Когда швейцар с улыбкой открыл дверцу машины, Джулиан добавил:
— Если вы сейчас выйдете, Никола, я оставлю машину в нескольких ярдах отсюда. Присоединюсь к вам через две-три минуты.
В безмолвной ярости Никола вышла из машины и вошла в отель. Она была так возмущена, что почти не помнила, зачем она здесь и что ей нужно делать, но не успела она прийти в себя, как к ней подошел Джулиан.
На первый взгляд выглядел он совершенно спокойно. Но Никола, которая уже успела привыкнуть к нему, заметила нервное напряжение, не имевшее ничего общего с недавним выступлением. После концерта в гримерной Торелли он был абсолютно спокоен. Видимо, разговор в машине заставил его сердце учащенно забиться. Но прежде чем Никола успела возобновить разговор, прелестная белокурая девушка в светлой норковой шубке бросилась к Джулиану и обняла его.

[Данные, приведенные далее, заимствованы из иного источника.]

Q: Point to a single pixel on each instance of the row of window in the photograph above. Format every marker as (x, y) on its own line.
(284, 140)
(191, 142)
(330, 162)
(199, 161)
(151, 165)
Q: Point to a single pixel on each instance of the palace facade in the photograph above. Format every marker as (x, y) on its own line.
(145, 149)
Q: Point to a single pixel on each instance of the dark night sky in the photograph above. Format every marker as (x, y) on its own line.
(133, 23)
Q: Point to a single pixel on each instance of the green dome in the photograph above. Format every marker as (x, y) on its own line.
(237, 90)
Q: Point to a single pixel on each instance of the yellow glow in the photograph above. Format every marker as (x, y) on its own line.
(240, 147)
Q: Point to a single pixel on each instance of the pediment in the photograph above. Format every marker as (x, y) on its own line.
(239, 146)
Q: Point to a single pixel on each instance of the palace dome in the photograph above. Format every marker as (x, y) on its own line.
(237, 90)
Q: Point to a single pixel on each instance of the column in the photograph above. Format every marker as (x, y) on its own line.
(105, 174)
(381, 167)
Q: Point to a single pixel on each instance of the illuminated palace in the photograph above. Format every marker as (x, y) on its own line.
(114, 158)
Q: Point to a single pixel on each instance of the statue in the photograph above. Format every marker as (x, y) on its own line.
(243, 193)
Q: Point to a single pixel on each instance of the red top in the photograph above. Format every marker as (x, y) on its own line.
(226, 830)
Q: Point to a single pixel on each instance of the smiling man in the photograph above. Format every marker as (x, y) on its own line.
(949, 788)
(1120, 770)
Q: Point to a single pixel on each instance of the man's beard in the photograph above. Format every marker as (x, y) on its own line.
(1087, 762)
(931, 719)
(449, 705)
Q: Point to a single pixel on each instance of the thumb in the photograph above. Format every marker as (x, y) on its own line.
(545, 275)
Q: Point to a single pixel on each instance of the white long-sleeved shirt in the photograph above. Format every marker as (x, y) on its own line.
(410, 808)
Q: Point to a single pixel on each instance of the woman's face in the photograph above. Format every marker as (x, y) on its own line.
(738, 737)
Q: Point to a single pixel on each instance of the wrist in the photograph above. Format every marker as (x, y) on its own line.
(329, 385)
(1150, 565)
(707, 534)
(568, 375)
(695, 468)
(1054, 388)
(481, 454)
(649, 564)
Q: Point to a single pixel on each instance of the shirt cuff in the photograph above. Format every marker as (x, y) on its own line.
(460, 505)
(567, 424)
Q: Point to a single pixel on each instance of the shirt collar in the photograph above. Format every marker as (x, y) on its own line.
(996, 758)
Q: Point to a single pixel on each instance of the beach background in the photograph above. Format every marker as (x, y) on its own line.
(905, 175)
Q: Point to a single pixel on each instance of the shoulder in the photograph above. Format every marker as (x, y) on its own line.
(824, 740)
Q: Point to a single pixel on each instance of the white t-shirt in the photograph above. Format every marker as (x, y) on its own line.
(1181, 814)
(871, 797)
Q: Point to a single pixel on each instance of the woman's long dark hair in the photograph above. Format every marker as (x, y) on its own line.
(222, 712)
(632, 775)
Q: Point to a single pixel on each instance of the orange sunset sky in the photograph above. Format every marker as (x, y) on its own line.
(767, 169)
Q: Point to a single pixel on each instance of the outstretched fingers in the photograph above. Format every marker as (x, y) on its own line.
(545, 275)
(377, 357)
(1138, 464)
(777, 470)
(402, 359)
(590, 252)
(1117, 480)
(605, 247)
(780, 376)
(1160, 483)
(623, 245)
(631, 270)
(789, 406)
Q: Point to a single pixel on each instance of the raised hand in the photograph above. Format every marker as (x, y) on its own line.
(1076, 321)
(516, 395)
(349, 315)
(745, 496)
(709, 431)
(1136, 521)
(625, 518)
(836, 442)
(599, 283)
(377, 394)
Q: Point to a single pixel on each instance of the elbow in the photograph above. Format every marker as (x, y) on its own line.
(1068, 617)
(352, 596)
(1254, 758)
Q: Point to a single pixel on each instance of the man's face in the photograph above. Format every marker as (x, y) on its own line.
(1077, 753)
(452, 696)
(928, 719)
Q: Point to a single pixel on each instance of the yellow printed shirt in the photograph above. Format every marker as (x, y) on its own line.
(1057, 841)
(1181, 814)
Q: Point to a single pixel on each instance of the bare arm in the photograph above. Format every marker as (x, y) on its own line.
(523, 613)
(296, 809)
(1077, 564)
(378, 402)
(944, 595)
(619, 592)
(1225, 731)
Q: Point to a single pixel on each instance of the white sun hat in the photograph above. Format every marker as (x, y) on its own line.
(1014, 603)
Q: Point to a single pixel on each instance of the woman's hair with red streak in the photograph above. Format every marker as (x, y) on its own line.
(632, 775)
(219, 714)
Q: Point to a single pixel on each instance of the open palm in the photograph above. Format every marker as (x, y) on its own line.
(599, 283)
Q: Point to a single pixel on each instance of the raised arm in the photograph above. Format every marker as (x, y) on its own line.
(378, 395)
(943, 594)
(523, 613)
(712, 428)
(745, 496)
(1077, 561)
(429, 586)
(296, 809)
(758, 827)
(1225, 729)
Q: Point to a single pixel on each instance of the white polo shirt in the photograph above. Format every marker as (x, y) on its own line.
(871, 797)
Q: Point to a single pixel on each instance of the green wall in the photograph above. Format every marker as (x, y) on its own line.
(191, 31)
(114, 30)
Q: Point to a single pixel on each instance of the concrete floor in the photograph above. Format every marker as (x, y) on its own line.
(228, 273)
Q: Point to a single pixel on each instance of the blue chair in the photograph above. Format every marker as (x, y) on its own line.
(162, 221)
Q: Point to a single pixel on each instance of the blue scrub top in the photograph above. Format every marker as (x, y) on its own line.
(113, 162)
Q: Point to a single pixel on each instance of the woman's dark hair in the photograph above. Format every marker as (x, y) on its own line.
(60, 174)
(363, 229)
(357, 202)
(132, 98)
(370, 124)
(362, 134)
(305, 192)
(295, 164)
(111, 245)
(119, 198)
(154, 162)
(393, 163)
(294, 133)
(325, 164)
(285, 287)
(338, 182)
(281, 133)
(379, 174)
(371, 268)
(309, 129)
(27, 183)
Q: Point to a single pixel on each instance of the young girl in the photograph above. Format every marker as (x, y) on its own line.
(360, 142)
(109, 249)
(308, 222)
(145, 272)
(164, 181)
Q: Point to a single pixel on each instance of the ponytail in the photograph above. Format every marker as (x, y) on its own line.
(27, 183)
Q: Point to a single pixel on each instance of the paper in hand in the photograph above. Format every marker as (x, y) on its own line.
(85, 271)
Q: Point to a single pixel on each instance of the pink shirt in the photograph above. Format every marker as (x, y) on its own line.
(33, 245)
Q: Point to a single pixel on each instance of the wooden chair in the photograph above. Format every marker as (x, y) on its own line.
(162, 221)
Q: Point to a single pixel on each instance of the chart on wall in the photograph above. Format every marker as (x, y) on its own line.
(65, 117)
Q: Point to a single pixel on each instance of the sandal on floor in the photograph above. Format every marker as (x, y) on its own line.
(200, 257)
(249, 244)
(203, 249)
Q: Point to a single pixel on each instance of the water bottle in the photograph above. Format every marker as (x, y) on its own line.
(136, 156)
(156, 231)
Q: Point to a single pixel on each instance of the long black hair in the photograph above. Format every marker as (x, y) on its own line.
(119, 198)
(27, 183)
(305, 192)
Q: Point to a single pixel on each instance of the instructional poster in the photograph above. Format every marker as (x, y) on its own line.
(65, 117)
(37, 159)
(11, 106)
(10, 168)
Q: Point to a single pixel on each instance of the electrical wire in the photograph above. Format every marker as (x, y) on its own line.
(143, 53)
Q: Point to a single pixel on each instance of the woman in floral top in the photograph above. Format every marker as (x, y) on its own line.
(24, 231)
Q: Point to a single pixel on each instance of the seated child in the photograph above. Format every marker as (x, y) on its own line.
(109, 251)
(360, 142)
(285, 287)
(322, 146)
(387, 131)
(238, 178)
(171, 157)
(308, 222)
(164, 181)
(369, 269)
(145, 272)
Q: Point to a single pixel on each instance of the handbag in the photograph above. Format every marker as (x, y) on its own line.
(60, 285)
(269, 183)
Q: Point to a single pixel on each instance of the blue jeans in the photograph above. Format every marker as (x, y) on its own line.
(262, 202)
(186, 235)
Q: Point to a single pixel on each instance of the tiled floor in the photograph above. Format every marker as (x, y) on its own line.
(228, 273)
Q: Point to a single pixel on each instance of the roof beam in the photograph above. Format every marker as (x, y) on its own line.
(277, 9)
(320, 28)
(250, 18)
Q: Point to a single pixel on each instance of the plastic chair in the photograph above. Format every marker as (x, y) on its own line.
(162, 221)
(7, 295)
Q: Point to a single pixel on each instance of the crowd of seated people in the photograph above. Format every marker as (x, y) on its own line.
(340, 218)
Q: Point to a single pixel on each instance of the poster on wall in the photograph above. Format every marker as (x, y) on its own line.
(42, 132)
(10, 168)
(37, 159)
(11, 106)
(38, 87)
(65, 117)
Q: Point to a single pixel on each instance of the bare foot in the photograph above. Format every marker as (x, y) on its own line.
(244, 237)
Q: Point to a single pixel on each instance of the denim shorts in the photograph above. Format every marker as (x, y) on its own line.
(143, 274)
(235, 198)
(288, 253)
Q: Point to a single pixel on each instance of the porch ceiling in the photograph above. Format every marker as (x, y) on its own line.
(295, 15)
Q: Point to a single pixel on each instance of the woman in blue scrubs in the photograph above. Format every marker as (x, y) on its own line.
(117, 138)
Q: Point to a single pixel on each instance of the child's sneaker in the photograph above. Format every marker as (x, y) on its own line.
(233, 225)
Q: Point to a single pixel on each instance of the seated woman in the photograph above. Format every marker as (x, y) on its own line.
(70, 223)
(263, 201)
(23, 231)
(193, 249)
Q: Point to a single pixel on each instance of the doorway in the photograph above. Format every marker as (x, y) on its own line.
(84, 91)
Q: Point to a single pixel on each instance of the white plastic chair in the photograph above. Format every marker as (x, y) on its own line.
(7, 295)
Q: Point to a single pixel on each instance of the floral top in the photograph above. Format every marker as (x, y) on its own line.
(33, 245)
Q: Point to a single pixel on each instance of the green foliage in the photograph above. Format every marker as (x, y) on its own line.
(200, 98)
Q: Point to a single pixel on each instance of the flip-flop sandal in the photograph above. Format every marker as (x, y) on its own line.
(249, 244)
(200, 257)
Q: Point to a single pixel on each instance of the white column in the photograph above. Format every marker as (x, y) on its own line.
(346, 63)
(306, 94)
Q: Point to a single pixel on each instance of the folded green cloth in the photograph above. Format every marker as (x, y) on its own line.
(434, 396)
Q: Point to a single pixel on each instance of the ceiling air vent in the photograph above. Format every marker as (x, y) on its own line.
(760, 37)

— Джулиан, ты был великолепен! Если бы Оскар тебя слышал! Он бы гордился тобой.
— Антея! — К удивлению Николы, Джулиан с удовольствием поцеловал девушку. — Ты была на концерте?
— Конечно! Я не могла остаться с Оскаром в Буэнос-Айресе из-за моего концерта в «Ковент-Гарден». Поэтому я отправилась послушать своего любимого дирижера.
— Почему ты не подошла ко мне?
— Чтобы получить внушение от Торелли? Нет уж, дорогой мой. Конечно, она не презирает меня так, как Перини. Но я побаиваюсь всякой примадонны. Они не могут простить меня за то, что я жена Оскара.